Cevap: Ummu Selleme radiyallahu anhâ'dan rivâyet edildiğine göre Nebî sallallahu aleyhi ve sellem şöyle buyurmuştur: "Zilhicce'nin ilk on günü girdiğinde eğer sizden biriniz kurbân kesmek isterse kıllarından ve tırnaklarından olacak bir şey almasın." Bu hadîsi Muslim Sahîh'inde tahrîc etmiştir. Sahîh bir hadîstir.
Bu hadîste, kurbân kesecek kişinin kıllarını ve tırnaklarını kesmesi nehyedilmiştir. Nehyin zâhiri bu şeyin harâm olmasını gerektirir. Her kim kurbân kesmeye niyyet ederse kurbânı kesilinceye kadar kıllarından ve tırnaklarından bir şey alamaz. Kurbân kesen kişiden maksâd, kesme işini üstlenen değil, o kurbânın ücretini ödeyen kişidir.
Çünkü kurbânın parasını ödeyen ile hayvanı kesenin farklı kişiler olması mümkündür. Kıllarından ve tırnaklarından bir şey almayacak olan kişi işte bu parayı verendir. Kurbân kesen kişi ile murâd olunan bu kimsedir. Ayrıca râcih olan kavle göre kendisi için kurbân kesilen kişi de bu hükme dâhil değildir. Çünkü Nebî sallallahu aleyhi ve sellem: "Kurbân kesmek isterse" dedi, "Kendisi için kurbân kesilen" demedi.
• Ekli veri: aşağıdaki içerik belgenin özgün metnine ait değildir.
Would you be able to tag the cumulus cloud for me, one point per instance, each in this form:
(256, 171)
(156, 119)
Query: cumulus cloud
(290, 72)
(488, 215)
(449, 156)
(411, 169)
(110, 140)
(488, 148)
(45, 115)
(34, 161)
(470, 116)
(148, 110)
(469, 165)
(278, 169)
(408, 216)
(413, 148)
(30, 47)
İlim ehlinden pek çok muhakkik tarafından tercîh edilen görüş budur. Bu hüküm kurbân kesecek kişiye hâstır, kendi adına kurbân kesilecek olan buna dâhil değildir. Meselâ evin reisi hem kendi adına hem de ev halkı ve evlatları adına kurbân kesmek isterse, bu hüküm yalnızca evin reisi için geçerli olup âilesi ve evlatları buna dahil değildir. Onlar kıllarından ve tırnaklarından alabilirler. Bunları kesmesi yasak olan kişi kurbânın parasını vermiş olan evin reisidir.